Malattia di Gaucher. “Ottimizzare il percorso clinico-diagnostico di una patologia rara ancora misdiagnosticata” 

Malattia di Gaucher. “Ottimizzare il percorso clinico-diagnostico di una patologia rara ancora misdiagnosticata” 

Malattia di Gaucher. “Ottimizzare il percorso clinico-diagnostico di una patologia rara ancora misdiagnosticata” 
Questo il messaggio lanciato dagli esperti che, nel corso dell’evento “Gaucher today – verso i pazienti con cura”, si sono confrontati sull’individuazione e sul monitoraggio dell’efficacia delle terapie nell’era dei biomarcatori, cercando anche di delineare il futuro delle terapie per le malattie lisosomiali, proprio partendo da specifici aspetti della malattia di Gaucher

Dalla necessità della diagnosi tempestiva all’individuazione del centro specializzato, passando per il follow up e la gestione della qualità di vita del paziente.
 
Sono questi alcuni dei nodi da sciogliere nella Malattia di Gaucher, patologia ereditaria molto rara, sulla quale i principali opinion leader italiani delle malattie da accumulo lisosomiale si sono confrontati nel corso dell’evento “Gaucher today – verso i pazienti con cura”, organizzato a Napoli nei giorni scorsi.
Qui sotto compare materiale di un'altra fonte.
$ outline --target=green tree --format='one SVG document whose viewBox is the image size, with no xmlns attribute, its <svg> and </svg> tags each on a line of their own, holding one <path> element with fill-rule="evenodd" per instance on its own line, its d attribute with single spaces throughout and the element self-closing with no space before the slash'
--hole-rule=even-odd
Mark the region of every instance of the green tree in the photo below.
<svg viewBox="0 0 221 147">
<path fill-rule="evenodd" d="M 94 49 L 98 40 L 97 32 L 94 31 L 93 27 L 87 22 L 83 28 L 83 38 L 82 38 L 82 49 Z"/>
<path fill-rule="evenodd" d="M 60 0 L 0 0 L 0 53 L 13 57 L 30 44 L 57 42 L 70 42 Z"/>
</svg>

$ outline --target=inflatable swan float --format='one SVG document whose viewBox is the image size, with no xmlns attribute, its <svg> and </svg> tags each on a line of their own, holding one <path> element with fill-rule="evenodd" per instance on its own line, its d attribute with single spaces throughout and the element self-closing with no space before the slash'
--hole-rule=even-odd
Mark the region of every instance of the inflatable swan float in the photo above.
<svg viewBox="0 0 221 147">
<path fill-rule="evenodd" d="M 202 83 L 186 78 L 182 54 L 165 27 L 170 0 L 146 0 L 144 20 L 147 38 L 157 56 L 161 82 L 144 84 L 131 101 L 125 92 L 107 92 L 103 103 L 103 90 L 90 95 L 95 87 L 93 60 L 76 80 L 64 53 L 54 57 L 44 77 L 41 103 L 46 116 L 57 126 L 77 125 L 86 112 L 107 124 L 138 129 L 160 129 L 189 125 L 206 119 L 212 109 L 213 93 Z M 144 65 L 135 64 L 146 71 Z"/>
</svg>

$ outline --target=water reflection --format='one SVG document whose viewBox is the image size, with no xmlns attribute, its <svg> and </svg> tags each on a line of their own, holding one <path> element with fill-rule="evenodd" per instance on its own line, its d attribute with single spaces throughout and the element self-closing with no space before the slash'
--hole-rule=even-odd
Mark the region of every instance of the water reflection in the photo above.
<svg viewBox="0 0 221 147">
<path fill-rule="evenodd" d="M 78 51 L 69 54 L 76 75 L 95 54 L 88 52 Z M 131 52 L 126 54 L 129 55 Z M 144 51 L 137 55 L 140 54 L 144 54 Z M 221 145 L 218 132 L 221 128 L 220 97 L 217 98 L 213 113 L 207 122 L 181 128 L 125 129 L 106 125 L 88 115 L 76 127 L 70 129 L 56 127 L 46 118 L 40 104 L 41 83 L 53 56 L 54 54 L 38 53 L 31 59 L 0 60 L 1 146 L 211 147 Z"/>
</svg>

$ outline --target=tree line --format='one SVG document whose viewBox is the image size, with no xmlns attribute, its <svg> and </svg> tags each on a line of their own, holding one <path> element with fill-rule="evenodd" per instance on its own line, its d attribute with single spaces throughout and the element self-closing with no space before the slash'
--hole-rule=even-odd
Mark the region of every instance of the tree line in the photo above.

Obiettivo: ottimizzare il percorso clinico-diagnostico di questa patologia, che può colpire a tutte le età, causata dalla mancanza della glucocerebrosidasi, un enzima coinvolto nella demolizione del glucocerebroside presente nelle membrane cellulari di globuli rossi e globuli bianchi.
 
In particolare gli esperti si sono soffermati sull’individuazione e sul monitoraggio dell’efficacia delle terapie nell’era dei biomarcatori, cercando anche di delineare quello che sarà il futuro delle terapie per le malattie lisosomiali, proprio partendo da specifici aspetti della malattia di Gaucher, senza dimenticare le problematiche dell’analisi molecolare del gene GBA nell’era del Next Generation e il Sequencing.
 
Nella Malattia di Gaucher, scoperta nel 1882 dal medico francese Philippe Charles Ernest Gaucher, la mancanza dell’enzima glucocerebrosidasi, si riflette in un accumulo di glucocerebroside nei lisosomi, con conseguente ingrossamento e mancato funzionamento dei macrofagi, che vanno ad accumularsi nella milza, nel fegato e nel midollo osseo, nonché ad infiltrarsi nel sistema linfatico e in quello nervoso, alterando l’attività di questi tessuti fino a produrre un danno potenzialmente irreversibile.
 
Ritardi nella diagnosi. La prevalenza della Malattia di Gaucher di Tipo 1 è di circa 1 su 50mila-100mila individui e, se entrambi i genitori sono portatori del gene mutato, la probabilità che i figli sviluppino la malattia è 1 su 4. Ancora oggi, a causa dell’assenza di sintomi specifici, prima di ricevere una diagnosi corretta i pazienti affetti dalla Malattia di Gaucher possono dover attendere mediamente fino a 4 anni e ritrovarsi a dover consultare anche fino a 8 diversi medici specialisti.
La ricerca condotta negli ultimi trenta anni ha fornito le premesse per lo sviluppo di una terapia enzimatica sostitutiva, utilizzando una forma modificata della glucocerebrosidasi per sostituire l’enzima mancante nei pazienti affetti.